Claro que estes não foram os termos exatos, mas o sentido dos questionamentos pode, espero, se satisfatoriamente sintetizado nos quesitos acima.

Comecei, pois, a responder àquelas perguntas, mas, haja vista que não foi possível terminar na hora, achei por bem fazer um (ou alguns, como está me parecendo mais provável agora) post para falar um pouco sobre a questão. Digo "um pouco", mas alerto desde logo que o post é extenso. Quem não se interessar pelo assunto, talvez seja melhor que não se aventure. Pode ser que não consiga terminar de ler.

E digo "um pouco", também, porque o assunto é tão profundo e extenso, que não se pode informar sobre ele razoavelmente em um único post. A não ser que não fosse um post, mas um livro virtual, o que me parece, e certamente a ti também parecerá igualmente, leitor, inadequado.

Feitas estas considerações, eis como está organizado o texto, ou a possível sequência de textos que poderei fazer sobre o tema, se Deus e a preguiça me permitirem: não responderei às perguntas diretamente, mas trarei informação documental (vícios do método científico) e tecerei, oportunamente, comentários e esclarecimentos. Resta ao leitor, no fim, decidir se concorda ou não com o que tiver sido apresentado.

Espero, ao fim desse imenso esforço (esse post está sendo extremamente trabalhoso), pelo menos introduzir a questão, para, se for o caso, proceder posteriormente a reflexões mais específicas e profundas sobre o tema.

Iniciemos com trechos selecionados da carta de João Paulo II aos sacerdotes, 1979, aproveitando que o mesmo está prestes a ser declarado Santo, e portanto está em voga no mundo católico:



"No início do meu novo ministério na Igreja, sinto a profunda necessidade de me dirigir a vós, a todos vós sem exceção, Sacerdotes, quer diocesanos quer religiosos, que sois meus irmãos em virtude do sacramento da Ordem.

Em primeiro lugar, desejo exprimir a minha fé na vocação, que vos une aos vossos Bispos, em particular comunhão de sacramento e de ministério, mediante a qual se edifica a Igreja, Corpo Místico de Cristo."

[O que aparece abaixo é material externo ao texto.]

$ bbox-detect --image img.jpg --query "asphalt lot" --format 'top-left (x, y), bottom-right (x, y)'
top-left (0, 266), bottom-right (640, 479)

[Comentário do autor: o então Papa chama o sacerdócio católico de "vocação", que quer dizer chamado. Na visão católica das coisas, o sacerdócio não é iniciativa do homem, mas mera resposta deste a Deus. Portanto, o sacerdócio católico é, para nós, resultado de uma vontade do próprio Deus, e não nossa. Além disso, João Paulo II se refere aos sacerdotes como seus "irmãos" no sacramento da Ordem.

Claro que todos, cristãos, somos irmãos em Cristo Jesus. A irmandade de que se fala aqui é diferente, mais no sentido de fraternidade. 

Os sacerdotes, seja diocesanos, seja religiosos, constituem verdadeiras famílias entre si, no sentido de que se apóiam e edificam mutuamente por meio de laços de convivência e afinidade, tal qual uma família comum, em sentido estreito, de laços mais imediatos.]

(...) O Sacerdócio do qual participamos através do sacramento da Ordem, que ficou "impresso" para sempre nas nossas almas, mediante um sinal particular de Deus, isto e, o "carácter",permanece em relação explícita com o sacerdócio comum dos fiéis, ou seja, o de todos os batizados.

[Comentário do Autor: o sacerdócio católico, como deixa claro João Paulo neste trecho, possui caráter indelével, tal qual o batismo cristão. O que isto quer dizer? Que este sacramento, assim como o batismo, deixa uma marca espiritual que nunca será eliminada. Um batizado continua a ser batizado ainda mesmo que termine a eternidade no inferno, e o mesmo se aplica ao sacerdote.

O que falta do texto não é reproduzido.